We continue to see a significant opportunity beyond our normal premium product and service level positioning in the mid-market. This is the fast-growing segment that is looking for a different price-value trade-off than we find in the premium segment.

In China, for example, the mid-market is expected to expand from about 120 million to 190 million households over the next ten years, introducing many tens of millions of new consumers in search of affordable, high quality goods and services as shown in the graph.

Growing mid-market households in China in millions

Growing mid-markets households (bar chart)

In some cases, the approach to addressing the mid-markets successfully is through appropriate products. A good example of this is the introduction of the Dulux All Round Guard and Forest Breath ranges of “safe for me and my family” paints to the Chinese market. These ranges meet the needs of a growing population of discerning consumers entering the home decoration market. We also have locally appropriate decorative paints mid-market ranges in India (e.g. Dulux Promise) and Indonesia (e.g. Dulux Catylac), as well as in many other countries.

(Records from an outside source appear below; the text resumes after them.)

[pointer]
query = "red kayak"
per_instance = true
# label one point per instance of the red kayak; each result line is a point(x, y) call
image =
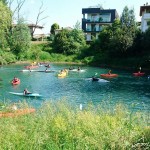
point(109, 75)
point(31, 67)
point(18, 112)
point(139, 74)
point(15, 82)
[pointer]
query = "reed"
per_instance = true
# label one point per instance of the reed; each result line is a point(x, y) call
point(60, 125)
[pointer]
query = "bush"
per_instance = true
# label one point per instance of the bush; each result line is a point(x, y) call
point(60, 125)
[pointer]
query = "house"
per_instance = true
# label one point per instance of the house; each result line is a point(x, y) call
point(36, 31)
point(145, 14)
point(59, 30)
point(94, 19)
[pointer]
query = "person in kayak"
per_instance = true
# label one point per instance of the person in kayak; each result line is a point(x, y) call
point(15, 80)
point(109, 72)
point(26, 91)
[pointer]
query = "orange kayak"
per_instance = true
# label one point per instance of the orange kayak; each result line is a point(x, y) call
point(18, 112)
point(109, 75)
point(15, 82)
point(31, 67)
point(139, 74)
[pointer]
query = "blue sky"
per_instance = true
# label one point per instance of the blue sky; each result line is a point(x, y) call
point(68, 12)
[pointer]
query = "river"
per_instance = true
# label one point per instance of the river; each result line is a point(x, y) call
point(76, 87)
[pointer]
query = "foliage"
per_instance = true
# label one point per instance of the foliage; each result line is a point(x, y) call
point(5, 2)
point(60, 125)
point(21, 38)
point(69, 42)
point(5, 24)
point(6, 57)
point(53, 28)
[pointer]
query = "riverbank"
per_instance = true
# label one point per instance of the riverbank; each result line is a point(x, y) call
point(62, 126)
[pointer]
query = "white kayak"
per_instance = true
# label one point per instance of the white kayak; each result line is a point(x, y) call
point(76, 70)
point(29, 95)
point(98, 80)
point(27, 70)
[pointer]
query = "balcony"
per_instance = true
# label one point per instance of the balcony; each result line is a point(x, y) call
point(100, 20)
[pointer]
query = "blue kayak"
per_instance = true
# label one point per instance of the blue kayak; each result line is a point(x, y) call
point(28, 95)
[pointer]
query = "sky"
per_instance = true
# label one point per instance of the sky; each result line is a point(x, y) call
point(67, 12)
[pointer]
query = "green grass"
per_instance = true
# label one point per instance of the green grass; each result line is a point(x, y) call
point(62, 126)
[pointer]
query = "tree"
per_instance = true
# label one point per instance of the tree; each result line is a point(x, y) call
point(53, 28)
point(77, 25)
point(5, 2)
point(69, 42)
point(5, 24)
point(128, 26)
point(21, 38)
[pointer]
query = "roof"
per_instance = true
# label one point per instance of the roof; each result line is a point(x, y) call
point(30, 25)
point(145, 7)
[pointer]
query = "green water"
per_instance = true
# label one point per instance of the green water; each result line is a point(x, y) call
point(76, 87)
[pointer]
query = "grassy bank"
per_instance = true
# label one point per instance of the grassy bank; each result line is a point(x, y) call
point(59, 126)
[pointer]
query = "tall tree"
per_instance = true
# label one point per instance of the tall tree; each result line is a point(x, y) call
point(128, 26)
point(5, 24)
point(21, 38)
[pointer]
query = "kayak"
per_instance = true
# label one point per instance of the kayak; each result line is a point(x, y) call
point(31, 67)
point(18, 112)
point(47, 71)
point(15, 82)
point(95, 79)
point(63, 74)
point(138, 73)
point(109, 75)
point(27, 70)
point(28, 95)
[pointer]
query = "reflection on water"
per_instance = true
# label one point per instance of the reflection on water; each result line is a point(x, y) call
point(77, 87)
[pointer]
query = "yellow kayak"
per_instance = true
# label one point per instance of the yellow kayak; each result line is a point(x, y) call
point(63, 74)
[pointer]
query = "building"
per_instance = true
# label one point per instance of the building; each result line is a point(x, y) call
point(145, 14)
point(94, 19)
point(59, 30)
point(36, 31)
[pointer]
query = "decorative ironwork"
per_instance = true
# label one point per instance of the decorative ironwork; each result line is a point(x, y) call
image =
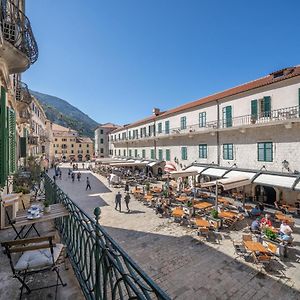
point(16, 29)
point(22, 93)
point(103, 269)
point(32, 140)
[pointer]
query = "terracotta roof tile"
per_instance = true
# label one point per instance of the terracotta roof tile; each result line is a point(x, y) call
point(264, 81)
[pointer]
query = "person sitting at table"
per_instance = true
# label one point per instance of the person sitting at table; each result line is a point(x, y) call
point(285, 231)
point(255, 211)
point(255, 226)
point(265, 221)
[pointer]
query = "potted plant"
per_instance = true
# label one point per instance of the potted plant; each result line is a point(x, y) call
point(47, 206)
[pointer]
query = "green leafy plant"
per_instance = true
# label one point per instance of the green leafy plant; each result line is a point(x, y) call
point(214, 213)
point(270, 234)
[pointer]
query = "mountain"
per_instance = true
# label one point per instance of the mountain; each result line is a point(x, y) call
point(63, 113)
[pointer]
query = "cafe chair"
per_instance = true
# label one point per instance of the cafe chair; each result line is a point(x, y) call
point(34, 255)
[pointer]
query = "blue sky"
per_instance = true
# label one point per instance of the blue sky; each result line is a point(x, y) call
point(117, 59)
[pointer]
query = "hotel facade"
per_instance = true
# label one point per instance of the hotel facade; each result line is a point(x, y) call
point(254, 126)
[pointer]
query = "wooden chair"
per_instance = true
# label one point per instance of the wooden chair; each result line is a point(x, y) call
point(37, 255)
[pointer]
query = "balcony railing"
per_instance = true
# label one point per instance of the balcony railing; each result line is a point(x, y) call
point(103, 269)
point(22, 93)
point(32, 140)
point(282, 114)
point(16, 29)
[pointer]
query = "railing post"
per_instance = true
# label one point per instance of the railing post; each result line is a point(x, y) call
point(97, 212)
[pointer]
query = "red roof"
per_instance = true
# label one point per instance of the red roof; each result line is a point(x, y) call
point(264, 81)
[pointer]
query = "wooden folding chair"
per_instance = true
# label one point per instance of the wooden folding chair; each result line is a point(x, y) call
point(37, 255)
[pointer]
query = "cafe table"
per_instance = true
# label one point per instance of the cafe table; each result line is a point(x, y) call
point(24, 219)
point(255, 247)
point(203, 205)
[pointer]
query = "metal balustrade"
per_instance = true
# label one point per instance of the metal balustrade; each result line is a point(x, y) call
point(282, 114)
point(16, 29)
point(102, 267)
point(22, 93)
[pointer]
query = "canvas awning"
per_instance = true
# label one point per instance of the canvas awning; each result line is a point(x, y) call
point(195, 168)
point(215, 172)
point(275, 180)
point(228, 183)
point(184, 173)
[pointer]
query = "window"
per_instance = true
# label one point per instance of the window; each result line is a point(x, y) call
point(183, 123)
point(159, 127)
point(184, 153)
point(265, 151)
point(167, 127)
point(203, 151)
point(152, 154)
point(265, 106)
point(228, 151)
point(202, 119)
point(168, 155)
point(160, 154)
point(227, 116)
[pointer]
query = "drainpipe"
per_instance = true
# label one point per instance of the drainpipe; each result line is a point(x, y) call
point(218, 133)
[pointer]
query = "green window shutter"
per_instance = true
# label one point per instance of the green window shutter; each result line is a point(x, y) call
point(254, 109)
point(267, 106)
point(23, 147)
point(3, 137)
point(168, 155)
point(11, 125)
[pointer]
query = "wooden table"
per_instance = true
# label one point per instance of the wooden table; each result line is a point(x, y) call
point(288, 219)
point(203, 205)
point(202, 223)
point(182, 199)
point(178, 212)
point(227, 214)
point(56, 211)
point(255, 247)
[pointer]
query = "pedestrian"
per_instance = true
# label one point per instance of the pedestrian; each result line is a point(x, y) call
point(127, 200)
point(126, 187)
point(118, 201)
point(88, 185)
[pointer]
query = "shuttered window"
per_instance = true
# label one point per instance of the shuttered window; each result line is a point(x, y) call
point(3, 137)
point(11, 125)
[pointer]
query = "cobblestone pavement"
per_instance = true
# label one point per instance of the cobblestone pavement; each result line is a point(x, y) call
point(173, 256)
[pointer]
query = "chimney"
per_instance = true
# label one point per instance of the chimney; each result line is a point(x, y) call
point(156, 111)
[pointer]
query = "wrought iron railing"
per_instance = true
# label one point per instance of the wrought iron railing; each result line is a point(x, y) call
point(103, 269)
point(22, 93)
point(282, 114)
point(16, 29)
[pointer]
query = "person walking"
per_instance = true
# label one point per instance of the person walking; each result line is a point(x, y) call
point(118, 201)
point(126, 187)
point(88, 185)
point(78, 176)
point(127, 200)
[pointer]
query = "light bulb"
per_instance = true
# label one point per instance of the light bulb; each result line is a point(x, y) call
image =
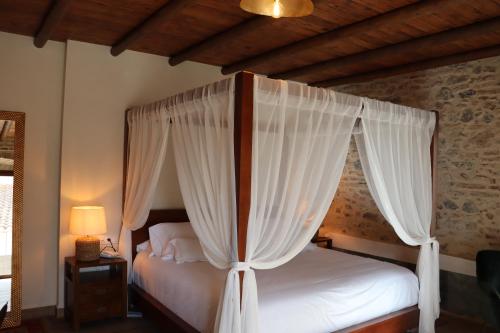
point(276, 9)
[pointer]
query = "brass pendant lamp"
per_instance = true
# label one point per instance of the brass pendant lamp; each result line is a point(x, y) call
point(278, 8)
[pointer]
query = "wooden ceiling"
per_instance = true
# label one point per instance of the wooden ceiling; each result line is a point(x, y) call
point(343, 41)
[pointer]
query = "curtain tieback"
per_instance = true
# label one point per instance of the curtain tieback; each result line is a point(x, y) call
point(433, 241)
point(240, 266)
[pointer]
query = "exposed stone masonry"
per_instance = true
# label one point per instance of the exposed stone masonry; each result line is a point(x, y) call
point(467, 97)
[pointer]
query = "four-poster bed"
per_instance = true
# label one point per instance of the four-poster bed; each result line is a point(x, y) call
point(247, 143)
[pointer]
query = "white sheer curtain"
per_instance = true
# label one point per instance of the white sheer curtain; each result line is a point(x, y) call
point(300, 142)
point(202, 130)
point(148, 135)
point(394, 148)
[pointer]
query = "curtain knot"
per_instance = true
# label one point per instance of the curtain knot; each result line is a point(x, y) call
point(432, 241)
point(240, 266)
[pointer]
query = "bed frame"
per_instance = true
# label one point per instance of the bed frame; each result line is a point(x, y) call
point(396, 322)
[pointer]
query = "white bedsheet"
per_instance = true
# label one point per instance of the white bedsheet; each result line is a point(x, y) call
point(318, 291)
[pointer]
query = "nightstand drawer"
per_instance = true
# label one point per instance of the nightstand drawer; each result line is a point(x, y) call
point(92, 293)
point(89, 312)
point(100, 294)
point(103, 289)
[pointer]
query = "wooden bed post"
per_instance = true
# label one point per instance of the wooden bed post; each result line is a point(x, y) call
point(125, 159)
point(243, 126)
point(434, 174)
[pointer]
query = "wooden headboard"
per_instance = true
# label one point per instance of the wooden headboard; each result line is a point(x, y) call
point(156, 216)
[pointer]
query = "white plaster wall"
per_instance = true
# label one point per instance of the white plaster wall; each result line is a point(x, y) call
point(98, 90)
point(31, 81)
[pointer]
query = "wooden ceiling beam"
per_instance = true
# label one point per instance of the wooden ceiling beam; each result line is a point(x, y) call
point(411, 67)
point(220, 38)
point(54, 16)
point(392, 17)
point(164, 14)
point(418, 46)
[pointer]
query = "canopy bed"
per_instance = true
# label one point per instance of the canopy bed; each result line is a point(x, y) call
point(258, 163)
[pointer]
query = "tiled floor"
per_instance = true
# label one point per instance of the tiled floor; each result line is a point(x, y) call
point(446, 324)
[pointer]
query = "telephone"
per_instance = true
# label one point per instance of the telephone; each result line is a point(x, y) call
point(109, 251)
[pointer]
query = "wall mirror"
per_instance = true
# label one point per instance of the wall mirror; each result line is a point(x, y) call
point(11, 214)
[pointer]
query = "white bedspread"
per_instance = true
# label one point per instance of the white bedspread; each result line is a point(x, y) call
point(318, 291)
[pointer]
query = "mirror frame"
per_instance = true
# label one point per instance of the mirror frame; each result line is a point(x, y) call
point(13, 317)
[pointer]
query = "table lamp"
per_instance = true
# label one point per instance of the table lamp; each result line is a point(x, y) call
point(87, 221)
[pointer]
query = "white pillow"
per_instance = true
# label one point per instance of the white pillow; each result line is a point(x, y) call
point(185, 250)
point(309, 247)
point(144, 246)
point(162, 233)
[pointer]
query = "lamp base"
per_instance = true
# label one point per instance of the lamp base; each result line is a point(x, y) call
point(87, 248)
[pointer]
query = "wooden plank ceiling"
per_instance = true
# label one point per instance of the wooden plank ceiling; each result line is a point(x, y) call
point(343, 41)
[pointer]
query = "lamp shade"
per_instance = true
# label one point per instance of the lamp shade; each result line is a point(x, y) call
point(87, 220)
point(278, 8)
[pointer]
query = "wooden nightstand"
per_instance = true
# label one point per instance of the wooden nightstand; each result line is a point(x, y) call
point(94, 295)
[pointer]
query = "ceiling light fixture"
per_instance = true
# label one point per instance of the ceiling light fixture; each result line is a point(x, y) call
point(278, 8)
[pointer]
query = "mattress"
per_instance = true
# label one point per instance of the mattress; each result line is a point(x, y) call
point(318, 291)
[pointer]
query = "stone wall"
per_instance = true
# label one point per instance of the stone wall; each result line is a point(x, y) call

Differentiated product lines are not the only solution to the mid-markets. In some cases, the solution is to have different brands, distribution and/or sales force approaches. So, for example, we have a completely different business model for the mid-market in automotive refinishes than we have for our premium brands. This includes everything from brand name, to product formulation, to technical service levels to distribution channels, to price. Of course, both business models fully and completely adhere to the same standards and techniques in terms of business principles, safety and sustainability. It is also worth noting that, while mid-market business models are often initially developed for high growth markets, there are also mid-market opportunities in the more established markets.